For technical people… Yes.
For people who aren’t that technical? No.
Don’t get me wrong, the Home Assistant Green and SkyConnect dongle is great and massively makes maintenance for the regular joe easier (no pis or other hardware that loads from the SD/hardware considerations).
But some stuff in UX would have to improve, which it already is doing ofcourse.
You would need to make touching a config file non existent. They’ve improved this over time, but not quite there I imagine.
It’s especially true when it comes to things like HACS. I love HA but I’ve also told everyone I know that, if I die, rip all that shit out and replace all the “smart” stuff with regular stuff.
Or …… I choose stuff that work’s normally, with “smart” being an addition.
You’re not wrong and, to be fair, I’m mostly exaggerating when I say to rip out all the smart stuff.
Thermostat would stay, Alexa is being phased out but google home would stay, flood sensors I have at this time do not beep because of the stress is causes the pets just during normal testing, but those could be easily replaced.
However, I also have a ton of lighting, zigbee sensors, zigbee smart plugs, camera motion automations, alarm system automations, garage door automations, and other routines that can’t just be taken over by someone that has no desire to mess with HA. It’s not always about the functionality of the device itself, but what HA does to enhance it.
While I know I was claiming the opposite, it is actually an anxiety by of mine.

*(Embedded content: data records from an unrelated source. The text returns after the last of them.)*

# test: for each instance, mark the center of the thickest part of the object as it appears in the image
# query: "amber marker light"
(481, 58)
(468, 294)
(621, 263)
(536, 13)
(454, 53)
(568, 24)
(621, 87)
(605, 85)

In my first townhouse I had wired in speakers, and network/cable/phone everywhere. There was a really nice structured wiring box tying it all together. It was beautiful.
When I sold, the realtor made me leave my speakers, my router, my switches, because she claimed it was part of the house and no one could use the wiring without it. What a load of BS that was, but when a home sale is on the line, no point in swearing the small stuff. After I factory reset things, what good does it do them over buying their own, wither own account, and a user manual?
Mine as well, i have a closet with a half rack with all my networking gear, NAS, UPS, proxmox server, etc. If I’m gone, it’s time for whoever lives here to just get a combined router/modem from the ISP and call it a day.
“can’t use the wiring” So in the old days they made people leave all their phones connected when they moved right? /s
As a technical person working in tech, I’ve heard of home assistant but only ever spoken to one or maybe two people that have actually tried it. It doesn’t seem that mainstream. Meanwhile, every smartphone has a proprietary assistant built in.
The assistant in your phone is not the same as home assistant.
Home assistant is mostly used to group all your smart home stuff and create automations.
Being a technical person myself, most people I know want to try it but don’t have the use for it due to living in appartments.